That said, you cannot view anything in a vacuum and the railroads are benefiting from secular trends - most importantly winning a lot of business from the staggered trucking business. Further, as with most U.S. corporations cost containment is key (read: chopping labor and then when business rebounds, only bringing back labor slowly), and the railroads have pricing power - so only looking at the headline number and trying to extrapolate on 'economic activity' is too blunt an instrument.
- The CEO of CSX Corp. said Wednesday the railroad still has more room to grow its trains without adding staff, a key component of the efficiency that's allowed it to grow earnings at a much faster pace than shipments have picked up.
- The company can still grow carrying capacity by 10 to 15%, depending on the type of train.
- 6.6% increase in prices pushed through.
- Overall, shipments were up 10%
- Intermodal volumes rose 19%
Point being, does a 6.6% price increase have anything to do with better economic activity (or worse?) no - it's more a reflection of the railroad v trucking dynamic.
- “There is some pricing ability because we are an attractive option for people,” Ward said. “If they look at their options of moving stuff by truck or other modes, rail is the most attractive to them.
That is not to say the data is not interesting - indeed CSX confirmed a lot of things that we've been discussing for months and quarters.
- Asia is where it's at
- Auto shipments picking up
- Agriculture is positive
- Coal for export is hot
- Coal for U.S. usage i.e. utilities is not
- Lumber not improving - reflection on domestic housing
- Retail shipments for Americans are "meh" despite government now providing nearly 1 in 5 dollars of income, and many millions of households not paying their mortgage - i.e. the self created stimulus
The one change in the market and in CSX's report was the uptick in chemicals.

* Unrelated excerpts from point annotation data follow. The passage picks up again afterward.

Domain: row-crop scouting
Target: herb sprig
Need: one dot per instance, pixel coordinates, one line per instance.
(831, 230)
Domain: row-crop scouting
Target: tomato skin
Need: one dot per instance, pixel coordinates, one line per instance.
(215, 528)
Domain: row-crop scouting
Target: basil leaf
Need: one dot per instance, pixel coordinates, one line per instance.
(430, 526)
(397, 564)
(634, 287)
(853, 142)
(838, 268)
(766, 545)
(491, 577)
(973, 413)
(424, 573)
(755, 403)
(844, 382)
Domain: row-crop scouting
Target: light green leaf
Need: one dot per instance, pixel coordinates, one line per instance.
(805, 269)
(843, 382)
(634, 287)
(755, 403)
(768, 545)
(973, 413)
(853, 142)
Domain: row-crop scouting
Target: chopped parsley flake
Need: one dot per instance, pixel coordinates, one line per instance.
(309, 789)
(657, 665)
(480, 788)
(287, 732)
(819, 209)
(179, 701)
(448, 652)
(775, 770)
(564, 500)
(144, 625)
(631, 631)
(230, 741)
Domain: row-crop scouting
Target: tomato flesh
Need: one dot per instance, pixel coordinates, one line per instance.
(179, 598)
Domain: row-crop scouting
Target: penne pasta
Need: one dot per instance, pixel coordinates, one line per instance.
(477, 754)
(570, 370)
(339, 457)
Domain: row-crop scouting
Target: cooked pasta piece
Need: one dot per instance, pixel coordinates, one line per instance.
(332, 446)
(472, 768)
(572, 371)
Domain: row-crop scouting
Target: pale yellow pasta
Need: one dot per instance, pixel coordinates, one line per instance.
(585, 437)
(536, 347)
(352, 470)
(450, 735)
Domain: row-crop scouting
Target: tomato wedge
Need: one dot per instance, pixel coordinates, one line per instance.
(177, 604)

This is a positive as this sector is a good broad economic indicator. It is impossible to tell how much is for domestic use versus international, but we can assume like everything else the strength is mostly due to overseas demand.
Stock specific - the auto supplier stocks have been excellent the past few months - even before the QE party, as have chemicals.
- Chemical volume rose 5%.
Some other comments:
- CSX expects continued weakness in the housing and construction markets because of slow growth in new homes and infrastructure development projects. "There are no signs that (the housing market) is about to rebound," Ward said. "It's not declining, just not really improving."
- Coal shipments, which account for slightly more than 30% of revenue, were up 3% from a year ago, driven by overseas demand from foreign steelmakers.
- Third-quarter automotive and car-parts shipments jumped 44%
- Shipments of forest products, food and consumer products were flat, it said. Continued weakness in the construction sector hurt forest products, which includes lumber and other building materials, while weakness in demand for appliances crimped shipments in the food and consumer segment.
One "positive" - more Americans are drinking their sorrows away.
- In the consumer segment, CSX said higher demand for refrigerated goods and alcoholic drinks was offset by continued weakness in demand for appliances.
Is really is a tale of 2 global economies right now - again, all those on CNBC who claimed in 2008 and early 2009 the U.S. would lead the world in recovery (narcissism at its best) should wear their scarlet letter and publicly apologize... the "first in, first out" meme was annoying then, and seeing the same faces show up nowadays spewing their 'sense' is bemusing at best. These pundits completely missed the structural domestic issues we have been outlining (Economic Forecasts) since BEFORE the recession - the 'value add' from the narrowly focused "NY / DC" corridor Johnny Come Lately crowd is paltry, other than to realize what group think is all about.
*Remember, right now the economy is completely moot to the stock market - all economic data is to be simply read, reviewed, and disgorged under the party that is QE2.